World Trade Center Memorial



A walking tour of the World Trade Center Memorial was a somber reminder of lives lost and the worth of each minute. I remember being eyes-locked on my TV that morning not believing what I was seeing. Now I was at that site and struck by the beauty which had transformed that old site of unmitigated horror.




After a harrowing ride back to midtown, I became an expert in the game of cabby chicken. It’s a glorified game of stare-down and fender bumping. My driver wasn’t about to lose to some other cabby or impertinent truck driver. Then his ears perked up when we heard the thunderous roar of an ambulance right behind us. He pulled over and as the flash of colors rushed by he cut in behind it along with two other cabs. It was a flat-out ‘balls to the walls’ race down Eighth Avenue as a river of traffic parted ways and we plowed ahead.

We made it up three blocks before he had to make a split-second decision whether to hold his place in line or miss the tourist that had just stepped off the curb. “Can’t clip a nip” he shouted as he slammed on his brakes and we watched the Japanese man leap back to the sidewalk. We lost our place drafting the ambulance and were relegated to crawling the rest of the way home.

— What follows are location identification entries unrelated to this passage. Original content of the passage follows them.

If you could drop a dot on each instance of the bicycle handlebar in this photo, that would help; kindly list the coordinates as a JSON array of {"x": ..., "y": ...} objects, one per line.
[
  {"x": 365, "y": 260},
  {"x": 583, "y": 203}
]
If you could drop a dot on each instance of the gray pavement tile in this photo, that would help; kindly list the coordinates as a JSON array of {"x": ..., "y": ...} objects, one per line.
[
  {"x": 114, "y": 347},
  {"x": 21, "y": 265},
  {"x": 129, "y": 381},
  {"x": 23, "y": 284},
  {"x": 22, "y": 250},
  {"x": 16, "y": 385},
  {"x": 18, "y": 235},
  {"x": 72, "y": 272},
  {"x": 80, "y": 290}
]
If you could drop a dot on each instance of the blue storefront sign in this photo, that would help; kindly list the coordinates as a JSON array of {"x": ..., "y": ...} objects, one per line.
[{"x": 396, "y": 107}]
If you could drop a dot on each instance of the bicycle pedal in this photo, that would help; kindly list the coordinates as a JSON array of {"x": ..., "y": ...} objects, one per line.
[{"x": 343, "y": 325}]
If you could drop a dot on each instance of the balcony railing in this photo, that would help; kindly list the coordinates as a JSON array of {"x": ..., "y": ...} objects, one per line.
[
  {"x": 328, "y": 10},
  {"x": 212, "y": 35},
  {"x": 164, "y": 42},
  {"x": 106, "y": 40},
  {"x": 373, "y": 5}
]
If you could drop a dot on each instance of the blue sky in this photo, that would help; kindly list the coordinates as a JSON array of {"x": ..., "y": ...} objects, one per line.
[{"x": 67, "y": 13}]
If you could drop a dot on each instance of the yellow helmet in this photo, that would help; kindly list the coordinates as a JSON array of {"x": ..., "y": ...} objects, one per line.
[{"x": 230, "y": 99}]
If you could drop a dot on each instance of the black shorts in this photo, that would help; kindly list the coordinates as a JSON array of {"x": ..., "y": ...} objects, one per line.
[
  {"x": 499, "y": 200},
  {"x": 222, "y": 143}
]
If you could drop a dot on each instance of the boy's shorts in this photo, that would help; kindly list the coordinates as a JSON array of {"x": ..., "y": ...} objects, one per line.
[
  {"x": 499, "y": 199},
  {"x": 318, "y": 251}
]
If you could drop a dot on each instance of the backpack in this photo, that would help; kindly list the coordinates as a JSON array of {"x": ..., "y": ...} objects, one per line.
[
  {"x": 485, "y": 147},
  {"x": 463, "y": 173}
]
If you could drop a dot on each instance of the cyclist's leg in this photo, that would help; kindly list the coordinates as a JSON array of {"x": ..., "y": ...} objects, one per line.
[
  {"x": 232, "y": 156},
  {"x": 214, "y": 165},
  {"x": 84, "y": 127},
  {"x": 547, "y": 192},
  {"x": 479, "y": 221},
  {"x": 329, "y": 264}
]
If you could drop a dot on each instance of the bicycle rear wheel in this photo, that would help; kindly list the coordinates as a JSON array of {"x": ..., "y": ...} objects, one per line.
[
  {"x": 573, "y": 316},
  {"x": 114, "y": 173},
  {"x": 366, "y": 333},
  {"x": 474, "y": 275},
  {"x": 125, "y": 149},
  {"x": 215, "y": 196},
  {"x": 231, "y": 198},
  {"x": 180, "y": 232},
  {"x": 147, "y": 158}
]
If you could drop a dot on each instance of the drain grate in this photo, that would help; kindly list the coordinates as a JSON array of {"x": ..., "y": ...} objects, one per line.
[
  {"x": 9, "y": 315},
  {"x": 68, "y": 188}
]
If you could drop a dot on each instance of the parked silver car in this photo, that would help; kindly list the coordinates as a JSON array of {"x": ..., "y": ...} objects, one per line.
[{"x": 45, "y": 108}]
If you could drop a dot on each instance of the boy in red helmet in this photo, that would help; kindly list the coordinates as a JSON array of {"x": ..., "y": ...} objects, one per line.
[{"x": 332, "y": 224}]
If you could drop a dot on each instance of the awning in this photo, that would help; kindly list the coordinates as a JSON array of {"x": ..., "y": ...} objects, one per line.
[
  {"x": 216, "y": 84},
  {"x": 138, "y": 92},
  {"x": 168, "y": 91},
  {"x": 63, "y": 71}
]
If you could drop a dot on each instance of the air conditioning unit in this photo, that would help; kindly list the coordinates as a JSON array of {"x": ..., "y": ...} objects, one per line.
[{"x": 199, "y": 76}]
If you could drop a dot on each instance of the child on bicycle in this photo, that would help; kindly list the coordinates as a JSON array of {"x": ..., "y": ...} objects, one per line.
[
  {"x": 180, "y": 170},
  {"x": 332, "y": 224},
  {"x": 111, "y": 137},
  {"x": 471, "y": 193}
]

Lunch was at a Paris Bistro before ‘Amazing Grace.’ We were listening to two Belgium college students debating something we couldn’t decipher.



Then the Amtrak back to Annapolis, Maryland.


T-Rex had just come back from Comic-Con 2015. He was over-lubricated even before he stumbled down the aisle and aimed for a seat next to us. Fighting his ‘damn tail’ that kept getting in the way he landed with a heavy thud. He was loud and boisterous and very funny as any reptile can be. He couldn’t get a good picture of himself but managed to capture us…his audience.

 

On the way back to crab town I reviewed my mental notes from the plays I’d seen. When or if I return is still in question. But the old lady with whiskers and cabby with nerves of steel got my mind to wandering.

I’d like to go back to that laboratory of lost lives and denizen of dark dreams. I want to mix with the masses and overhear their tales of hope and dreams and desperation. There are universal stories there that need to be told and I’d like to think I’m the man to write them.